I will focus here on the high level concept of how tests like these are defined.
For simple tests, think in terms of a table structure of possible inputs and expected outputs. Let’s create a test table for the following COS:
A username must be provided that is between 4 and 20 characters in length
To test workflows, or a sequence of inputs, you will need a test script, which is a series of actions with expected results.

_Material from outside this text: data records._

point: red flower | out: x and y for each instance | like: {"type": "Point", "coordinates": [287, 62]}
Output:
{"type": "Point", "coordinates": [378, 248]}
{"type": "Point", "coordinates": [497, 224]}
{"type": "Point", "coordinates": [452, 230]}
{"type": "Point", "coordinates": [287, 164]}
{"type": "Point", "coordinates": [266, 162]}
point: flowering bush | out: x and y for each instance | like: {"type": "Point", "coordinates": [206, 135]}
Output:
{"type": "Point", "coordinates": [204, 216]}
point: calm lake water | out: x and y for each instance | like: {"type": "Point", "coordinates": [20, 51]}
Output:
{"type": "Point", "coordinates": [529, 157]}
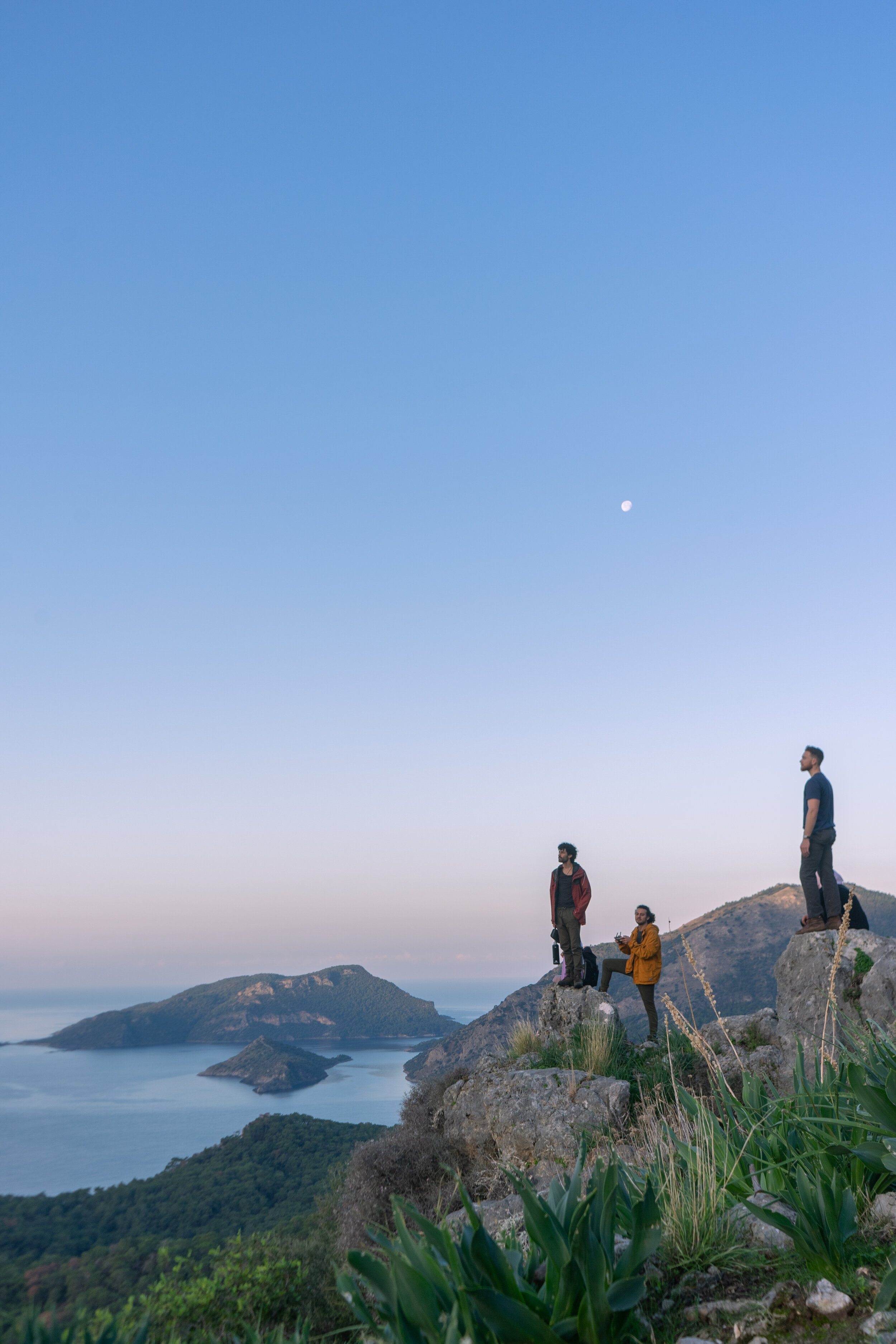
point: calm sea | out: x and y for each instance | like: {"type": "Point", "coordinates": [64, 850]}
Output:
{"type": "Point", "coordinates": [96, 1117]}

This clearly outlines for both developers and testers the scenarios that must pass:
Register a new account
Log in with the username and password established with the new account
Verify that the Welcome Screen appears on the initial login
Log out and log in again
Verify that the Welcome Screen does not appear on the subsequent login
Writing test tables and test scripts for all the different permutations of what can happen is admittedly a lot of work. Breaking it up a story at time helps. But ultimately, writing good requirements is simply hard work—and the reason many efforts are plagued with quality issues is that not enough effort went into thinking through the Conditions of Satisfaction and the test criteria that ensure that what gets built is what was intended, and that it works as intended.
Having seen this in practice I can attest to the significant reduction in defects gained from this approach. You will still find defects during testing—nothing is foolproof!—but the greater care and attention this approach brings to the development process nearly always reduces the volume and severity of bugs overall, shortening the revision cycle considerably.
Further Reading
An Overview of Agile Testing - An easy to read presentation on how to implement Agile Testing.
That’s All Folks
My “Short Guide” became a little long, but at the same time requirements writing is a fairly complex activity. Hopefully I helped clarify a few things and shed light on some approaches you will find useful.